DMシリーズ回想
デジタルデータを保存するメディアの総称はストレージ(storage=外部記憶装置)と呼ばれ、記憶する方法によって大別される。光磁気ディスクを含む磁気ディスクにはフロッピーディスクやMOディスク、ハードディスクなどがある。それから、フラッシュメモリ記憶装置にはUSBメモリやメモリカード、SSDなどがあり、さらに光学ディスクとしてはCDやDVD、Blu-ray Discがある。その他、AppleやDropbox inc.が提供するiCloudやDropboxといった外部オンラインストレージまで登場していて、ストレージメディアは目まぐるしい変遷を辿りながら今に至っている。
わずか数十年前には最先端だったフロッピーディスクやMOディスクは、いまや化石のような存在だ。しかし、ぼくらのようにデザインを生業としてきた者には、古い仕事が記録されているこうしたメディアは、捨てるに捨てられない悩ましい存在でもある。というのも、すでに忘却の彼方にある古いデータが突然必要とされることがあるからだ。 ところが困ったことに、日々新しくなっていくOS(オペレーションシステム)では、旧式なメディアを開くインターフェイスの互換性が寸断されているため、新しいOSでは古いメディアを開くことができないという事態がおこってしまう。デジタル技術というのは便利なはずなのに、ときにはずいぶんと不便なものになってしまうことがある。やむなくぼくは、急な要請にも対応できるよう、古いデータが開ける旧式なパソコンを処分せずに緊急用として保管してきた。しかし、ハードはいつか何の前触れもなく壊れてしまうもの。
案の定、先日パソコンに内蔵されていたMOドライバーが突然作動しなくなってしまい、100枚以上保存されているMOディスクが読み込めなくなってしまった。仕方なく外付けのMOドライバー(もちろん中古品)をネットで探してみたものの、OSバージョンや適応するコネクタの問題などで、とうとう接続できる機種をみつけることができなかった。仕方なく知り合いのデザイナーたちの間を聞き回り、やっと適合する外付けドライバー借りることができたのだ。
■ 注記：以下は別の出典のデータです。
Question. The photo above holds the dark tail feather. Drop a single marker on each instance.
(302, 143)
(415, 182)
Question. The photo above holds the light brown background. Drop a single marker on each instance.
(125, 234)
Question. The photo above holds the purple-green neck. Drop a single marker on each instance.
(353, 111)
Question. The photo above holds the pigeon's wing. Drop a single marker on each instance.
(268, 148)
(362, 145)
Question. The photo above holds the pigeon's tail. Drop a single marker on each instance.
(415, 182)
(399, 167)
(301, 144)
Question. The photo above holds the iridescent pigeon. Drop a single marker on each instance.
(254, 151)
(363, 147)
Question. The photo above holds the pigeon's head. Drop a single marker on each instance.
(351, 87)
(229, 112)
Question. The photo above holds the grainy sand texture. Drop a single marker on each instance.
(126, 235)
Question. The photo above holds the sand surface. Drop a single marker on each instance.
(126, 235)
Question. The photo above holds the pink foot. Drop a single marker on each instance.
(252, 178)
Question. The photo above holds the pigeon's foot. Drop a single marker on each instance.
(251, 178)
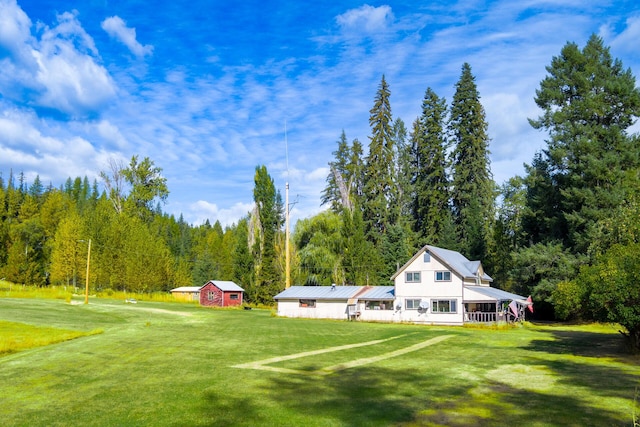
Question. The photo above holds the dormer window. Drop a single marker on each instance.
(443, 276)
(412, 277)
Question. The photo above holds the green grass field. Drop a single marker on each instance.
(162, 364)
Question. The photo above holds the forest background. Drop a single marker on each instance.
(567, 232)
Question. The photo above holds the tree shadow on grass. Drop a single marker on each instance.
(583, 343)
(606, 376)
(370, 396)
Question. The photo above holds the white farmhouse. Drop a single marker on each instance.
(436, 286)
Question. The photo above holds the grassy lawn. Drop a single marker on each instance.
(165, 364)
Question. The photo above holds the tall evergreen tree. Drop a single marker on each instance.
(589, 101)
(355, 173)
(268, 282)
(473, 187)
(378, 171)
(336, 193)
(431, 211)
(402, 191)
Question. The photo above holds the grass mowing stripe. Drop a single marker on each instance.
(20, 336)
(258, 364)
(389, 355)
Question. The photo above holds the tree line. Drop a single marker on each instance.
(565, 232)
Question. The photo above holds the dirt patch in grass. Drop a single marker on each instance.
(20, 336)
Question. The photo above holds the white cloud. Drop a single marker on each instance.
(60, 72)
(14, 30)
(117, 29)
(627, 40)
(203, 210)
(367, 18)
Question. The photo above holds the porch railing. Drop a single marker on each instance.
(481, 317)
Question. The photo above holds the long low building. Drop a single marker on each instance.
(436, 286)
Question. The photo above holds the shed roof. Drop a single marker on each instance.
(225, 285)
(186, 289)
(319, 292)
(379, 293)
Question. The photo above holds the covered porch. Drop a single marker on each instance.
(484, 304)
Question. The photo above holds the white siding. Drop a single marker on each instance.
(428, 289)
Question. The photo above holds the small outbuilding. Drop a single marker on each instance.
(221, 293)
(186, 293)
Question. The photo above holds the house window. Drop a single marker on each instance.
(378, 305)
(309, 303)
(412, 277)
(412, 304)
(444, 306)
(443, 276)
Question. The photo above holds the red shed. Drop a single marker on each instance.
(220, 293)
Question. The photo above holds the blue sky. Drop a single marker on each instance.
(204, 88)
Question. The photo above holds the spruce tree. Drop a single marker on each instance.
(378, 171)
(473, 187)
(430, 208)
(268, 282)
(337, 179)
(589, 101)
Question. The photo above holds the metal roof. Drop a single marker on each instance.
(379, 293)
(497, 294)
(226, 286)
(319, 292)
(455, 260)
(186, 289)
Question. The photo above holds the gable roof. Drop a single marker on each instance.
(187, 289)
(453, 259)
(224, 285)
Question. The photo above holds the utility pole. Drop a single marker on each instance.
(287, 262)
(86, 291)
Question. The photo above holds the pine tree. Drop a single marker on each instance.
(378, 171)
(402, 190)
(589, 101)
(336, 193)
(431, 210)
(268, 282)
(473, 187)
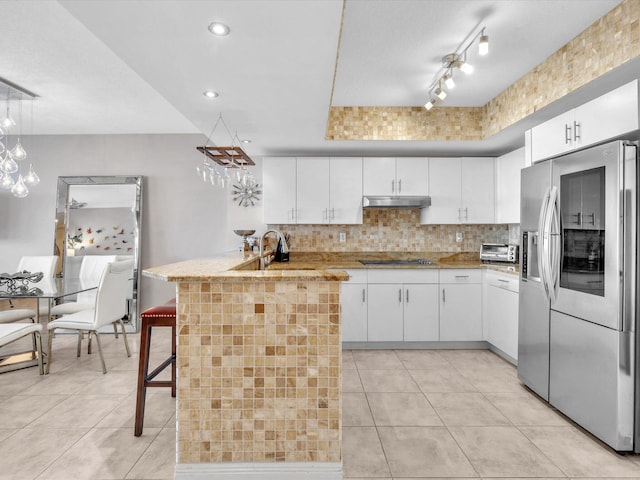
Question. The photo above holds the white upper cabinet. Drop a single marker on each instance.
(412, 176)
(279, 179)
(312, 190)
(395, 176)
(461, 190)
(508, 168)
(345, 190)
(445, 189)
(478, 190)
(609, 116)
長い前ふりとなったが、ここからが今回の本題となる。早速データの吸い出し作業に取り掛かり、おびただしい古いデザインデータを開いてみると、すっかり忘れていたその頃のことがぼんやりと像を結びはじめ、本当にたくさんつくってきたんだなぁ、としばし手を休めて感慨にふけってしまった。もちろん恥ずかしい未熟な仕事もいっぱいあった。当時新鮮だったことが、見返すと随分古くさく感じられることだってある。とはいえ、夢中で向き合っていたその瞬間、瞬間の感情の息吹は、なかなか清々しいものである。ひたすら作り続け、振り向くこともなく突き進んできた過程で、すっかり忘れ去られていた仕事と向き合うと当時の記憶が生々しく甦ってくる。それらの多くはクライアントからの依頼に応えた仕事ばかりだが、なかには自主制作物も混じっている。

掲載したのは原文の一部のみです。